Beyond static annotations, context-aware commentary adapts based on who is viewing the dashboard and what filters are applied:

  • A regional sales manager viewing the revenue dashboard sees commentary focused on their region’s performance relative to peers.
  • A CFO viewing the same dashboard sees commentary focused on consolidated performance, margin trends, and forecast accuracy.
  • When a user applies a filter (e.g., selects a specific product line), the commentary regenerates to focus on that product line’s story.

This requires a commentary engine that accepts the current filter context and the viewer’s role as inputs and generates relevant narrative.
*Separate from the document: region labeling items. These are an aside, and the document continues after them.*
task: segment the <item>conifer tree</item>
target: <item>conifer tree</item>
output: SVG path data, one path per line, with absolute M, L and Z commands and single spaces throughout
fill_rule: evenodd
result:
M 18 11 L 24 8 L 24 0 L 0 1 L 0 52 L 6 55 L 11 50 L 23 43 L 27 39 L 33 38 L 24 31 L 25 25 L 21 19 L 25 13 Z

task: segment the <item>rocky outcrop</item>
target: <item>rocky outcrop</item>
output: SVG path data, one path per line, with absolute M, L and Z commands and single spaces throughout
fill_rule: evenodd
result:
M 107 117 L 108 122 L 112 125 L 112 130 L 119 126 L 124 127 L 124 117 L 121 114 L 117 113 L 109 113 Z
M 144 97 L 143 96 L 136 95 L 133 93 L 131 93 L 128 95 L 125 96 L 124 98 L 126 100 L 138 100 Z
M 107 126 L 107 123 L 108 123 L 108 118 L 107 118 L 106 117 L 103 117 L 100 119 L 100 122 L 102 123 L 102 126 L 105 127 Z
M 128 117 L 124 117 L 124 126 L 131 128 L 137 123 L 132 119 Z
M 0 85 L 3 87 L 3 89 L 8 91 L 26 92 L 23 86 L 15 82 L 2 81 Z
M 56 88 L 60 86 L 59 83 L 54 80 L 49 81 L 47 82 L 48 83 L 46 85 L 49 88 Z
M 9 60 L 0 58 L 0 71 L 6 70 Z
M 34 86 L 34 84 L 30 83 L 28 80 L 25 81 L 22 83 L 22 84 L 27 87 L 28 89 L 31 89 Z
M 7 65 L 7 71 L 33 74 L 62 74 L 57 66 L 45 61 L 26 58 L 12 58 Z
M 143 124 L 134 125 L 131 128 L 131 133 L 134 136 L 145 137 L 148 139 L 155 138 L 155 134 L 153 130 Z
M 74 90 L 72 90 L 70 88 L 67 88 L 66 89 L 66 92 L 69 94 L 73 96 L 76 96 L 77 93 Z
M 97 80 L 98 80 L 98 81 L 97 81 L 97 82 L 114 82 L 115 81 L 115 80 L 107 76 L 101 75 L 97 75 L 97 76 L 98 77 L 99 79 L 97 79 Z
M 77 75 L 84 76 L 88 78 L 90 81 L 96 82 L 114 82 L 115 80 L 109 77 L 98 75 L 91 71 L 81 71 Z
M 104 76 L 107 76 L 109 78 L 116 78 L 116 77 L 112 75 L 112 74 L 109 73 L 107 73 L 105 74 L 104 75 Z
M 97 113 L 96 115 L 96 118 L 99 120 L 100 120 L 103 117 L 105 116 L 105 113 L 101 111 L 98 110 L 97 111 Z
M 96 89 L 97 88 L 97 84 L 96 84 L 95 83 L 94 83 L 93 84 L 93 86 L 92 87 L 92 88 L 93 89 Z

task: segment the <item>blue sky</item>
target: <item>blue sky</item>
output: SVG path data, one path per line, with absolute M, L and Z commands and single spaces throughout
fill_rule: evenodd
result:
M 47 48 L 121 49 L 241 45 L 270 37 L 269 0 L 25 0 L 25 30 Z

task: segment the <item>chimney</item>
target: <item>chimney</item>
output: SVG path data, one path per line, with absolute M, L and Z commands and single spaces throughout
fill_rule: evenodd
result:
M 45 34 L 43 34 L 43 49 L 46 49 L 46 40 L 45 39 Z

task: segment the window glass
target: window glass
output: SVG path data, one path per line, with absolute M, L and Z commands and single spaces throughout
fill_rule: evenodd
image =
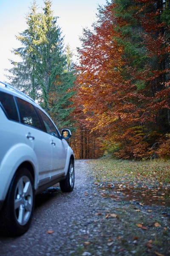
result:
M 21 122 L 42 130 L 40 119 L 32 104 L 20 98 L 17 98 L 17 99 Z
M 59 134 L 58 134 L 58 131 L 50 119 L 44 113 L 44 112 L 40 110 L 40 109 L 38 108 L 37 108 L 36 109 L 38 113 L 42 118 L 48 133 L 51 135 L 53 135 L 54 136 L 55 136 L 57 138 L 59 138 Z
M 18 113 L 13 96 L 0 91 L 0 102 L 7 117 L 10 119 L 19 122 Z

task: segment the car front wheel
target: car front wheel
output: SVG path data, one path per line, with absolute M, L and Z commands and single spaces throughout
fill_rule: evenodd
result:
M 34 204 L 33 179 L 27 169 L 21 168 L 13 177 L 2 209 L 2 233 L 20 236 L 26 232 L 31 224 Z
M 63 192 L 71 192 L 74 186 L 74 168 L 73 161 L 70 159 L 66 177 L 60 182 L 61 189 Z

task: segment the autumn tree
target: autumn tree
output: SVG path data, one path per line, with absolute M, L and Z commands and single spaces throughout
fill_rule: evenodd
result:
M 153 157 L 169 132 L 169 5 L 161 2 L 112 1 L 84 30 L 80 98 L 103 149 L 119 157 Z

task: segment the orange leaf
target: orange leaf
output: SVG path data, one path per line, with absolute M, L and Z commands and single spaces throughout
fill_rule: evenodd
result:
M 54 231 L 52 231 L 52 230 L 48 230 L 48 231 L 46 231 L 46 233 L 48 234 L 52 234 L 54 233 Z
M 110 215 L 111 216 L 111 217 L 115 217 L 115 218 L 119 218 L 119 217 L 118 216 L 117 214 L 115 214 L 114 213 L 111 214 L 110 214 Z
M 150 249 L 152 248 L 152 245 L 150 244 L 146 244 L 146 246 L 147 246 L 147 247 L 148 247 L 148 248 L 150 248 Z
M 84 244 L 85 245 L 89 245 L 90 244 L 90 242 L 85 242 L 84 243 Z
M 121 239 L 121 238 L 122 236 L 118 236 L 116 239 L 116 240 L 119 240 L 120 239 Z
M 133 240 L 138 240 L 138 236 L 134 236 L 133 237 Z
M 115 214 L 114 213 L 108 213 L 105 216 L 105 218 L 108 218 L 109 216 L 110 216 L 111 217 L 117 218 L 119 218 L 119 216 L 117 215 L 117 214 Z
M 147 230 L 147 227 L 142 227 L 141 228 L 144 230 Z
M 158 256 L 164 256 L 164 254 L 161 254 L 161 253 L 157 253 L 157 252 L 155 252 L 155 253 Z
M 136 224 L 136 226 L 137 226 L 137 227 L 142 227 L 142 225 L 140 224 Z

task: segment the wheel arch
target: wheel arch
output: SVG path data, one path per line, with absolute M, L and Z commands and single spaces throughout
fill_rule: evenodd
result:
M 71 159 L 72 160 L 73 160 L 73 163 L 74 163 L 74 160 L 75 160 L 75 159 L 74 159 L 74 155 L 73 154 L 72 154 L 71 156 L 70 159 Z
M 30 163 L 29 162 L 28 162 L 28 161 L 25 161 L 24 162 L 23 162 L 23 163 L 22 163 L 18 167 L 18 168 L 17 169 L 17 170 L 16 170 L 16 172 L 17 172 L 18 171 L 18 170 L 19 170 L 20 168 L 27 168 L 29 172 L 30 172 L 32 178 L 34 180 L 34 187 L 35 187 L 35 170 L 34 170 L 34 168 L 33 166 L 32 165 L 32 164 Z

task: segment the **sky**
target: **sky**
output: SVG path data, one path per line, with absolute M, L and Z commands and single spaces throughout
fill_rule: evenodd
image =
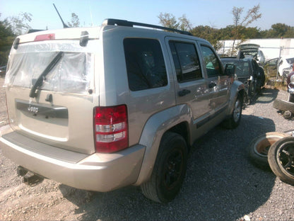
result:
M 26 12 L 32 14 L 29 23 L 32 28 L 62 28 L 53 4 L 65 22 L 70 21 L 75 13 L 83 27 L 100 26 L 105 18 L 159 25 L 159 14 L 169 13 L 177 18 L 185 14 L 193 27 L 222 28 L 233 24 L 234 6 L 244 8 L 243 18 L 259 4 L 261 18 L 250 27 L 268 30 L 277 23 L 294 26 L 293 0 L 0 0 L 0 20 Z

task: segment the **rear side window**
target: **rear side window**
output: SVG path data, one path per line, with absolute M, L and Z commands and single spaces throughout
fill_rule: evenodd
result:
M 201 45 L 208 77 L 223 75 L 222 67 L 211 48 Z
M 194 44 L 170 41 L 170 47 L 179 82 L 202 78 L 199 58 Z
M 124 48 L 131 91 L 167 84 L 163 52 L 157 40 L 126 38 L 124 40 Z

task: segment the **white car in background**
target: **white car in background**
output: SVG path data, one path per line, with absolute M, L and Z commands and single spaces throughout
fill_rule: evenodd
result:
M 292 66 L 294 62 L 294 56 L 281 57 L 278 62 L 278 74 L 281 77 L 287 77 L 292 72 Z

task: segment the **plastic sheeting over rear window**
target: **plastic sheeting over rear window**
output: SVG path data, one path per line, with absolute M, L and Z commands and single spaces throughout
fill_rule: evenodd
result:
M 6 86 L 31 88 L 59 52 L 64 55 L 46 75 L 40 89 L 86 94 L 93 76 L 93 53 L 78 42 L 29 43 L 12 49 Z

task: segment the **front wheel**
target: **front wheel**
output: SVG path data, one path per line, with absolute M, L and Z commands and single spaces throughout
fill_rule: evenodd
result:
M 187 162 L 187 147 L 184 138 L 175 132 L 164 134 L 148 181 L 141 186 L 143 194 L 158 203 L 172 200 L 183 183 Z
M 242 98 L 241 95 L 238 94 L 235 101 L 232 113 L 230 115 L 229 118 L 223 122 L 225 128 L 228 129 L 234 129 L 239 125 L 242 116 Z
M 280 179 L 294 185 L 294 137 L 288 137 L 269 148 L 268 160 L 271 170 Z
Implement this as a server-side function that runs after the dashboard data query completes, using the query results and the user’s role to select and populate commentary templates.

Checklist

Checklist

  • [ ] Reporting requirements documented with stakeholder sign-off
  • [ ] Each KPI has a clear definition, data source, calculation method, and owner
  • [ ] Leading and lagging indicators are balanced (not all lagging)
  • [ ] Report type (operational, analytical, regulatory, ad-hoc) is classified for each report
  • [ ] Data pipeline architecture chosen and documented (live query, materialized view, or warehouse)
  • [ ] Materialized views have defined refresh schedules and reconciliation checks
  • [ ] Row-level security predicates applied and tested with multiple roles
  • [ ] Field-level masking configured for sensitive data columns
  • [ ] Export permissions configured separately from view permissions
  • [ ] Dashboard follows progressive disclosure (headline KPIs -> supporting charts -> detail reports)
  • [ ] Drill-down paths defined and functional from summary to transaction
  • [ ] Chart types appropriate for the data relationship being shown
  • [ ] Dashboard renders correctly at desktop, tablet, and mobile breakpoints
  • [ ] Scheduled reports configured with correct distribution lists, formats, and parameters
  • [ ] Large reports delivered as in-app links rather than email attachments
  • [ ] NULL handling documented and tested for all aggregation fields
  • [ ] Time zones consistent across source data, transformations, and report output
  • [ ] Reconciliation performed: report totals match source-of-truth systems
  • [ ] Report consumers have validated accuracy and usability
  • [ ] Performance tested: reports return within acceptable time (< 5s for operational, < 30s for analytical)
  • [ ] Materialized view refresh strategy defined (incremental, CDC, partition-level, or micro-batch)
  • [ ] Cache invalidation method configured for each dashboard (TTL, event-driven, or stale-while-revalidate)
  • [ ] Stale data indicators displayed on every dashboard widget with refresh timestamp
  • [ ] Drill-down paths pre-aggregated at each hierarchy level for performance
  • [ ] Cross-entity drill-through contracts defined (source parameters, target filters)
  • [ ] Governed datasets created with RLS enforcement and quality gates
  • [ ] Certified metrics published in the metric catalog with calculation formulas and owners
  • [ ] Semantic layer configured mapping business terms to data structures
  • [ ] Self-service report governance policy established (report census, certification, labeling)
  • [ ] Predictive widgets display confidence intervals and are clearly labeled as forecasts
  • [ ] Anomaly detection configured for key KPIs with severity scoring
  • [ ] Mobile breakpoints tested with widget priority ranking applied
  • [ ] Push notifications configured for KPI breaches with suppression/cooldown rules
  • [ ] Annotation layer enabled on dashboards for institutional context
  • [ ] Executive summary automation configured with narrative generation and delivery schedule
ERP•AI & Proto

ERP•AI & Proto

ERP•AI: Report builder and dashboard designer support drag-and-drop layout, embedded BI, row-level security, and scheduled distribution. The semantic layer maps business terms to data structures, and the metric catalog publishes certified KPI definitions.

Proto: Generates KPI definitions, dashboard layouts, and drill-down configurations as mission outputs. During reporting missions, Proto reasons over available data dimensions and business requirements to propose metric hierarchies and visualization types.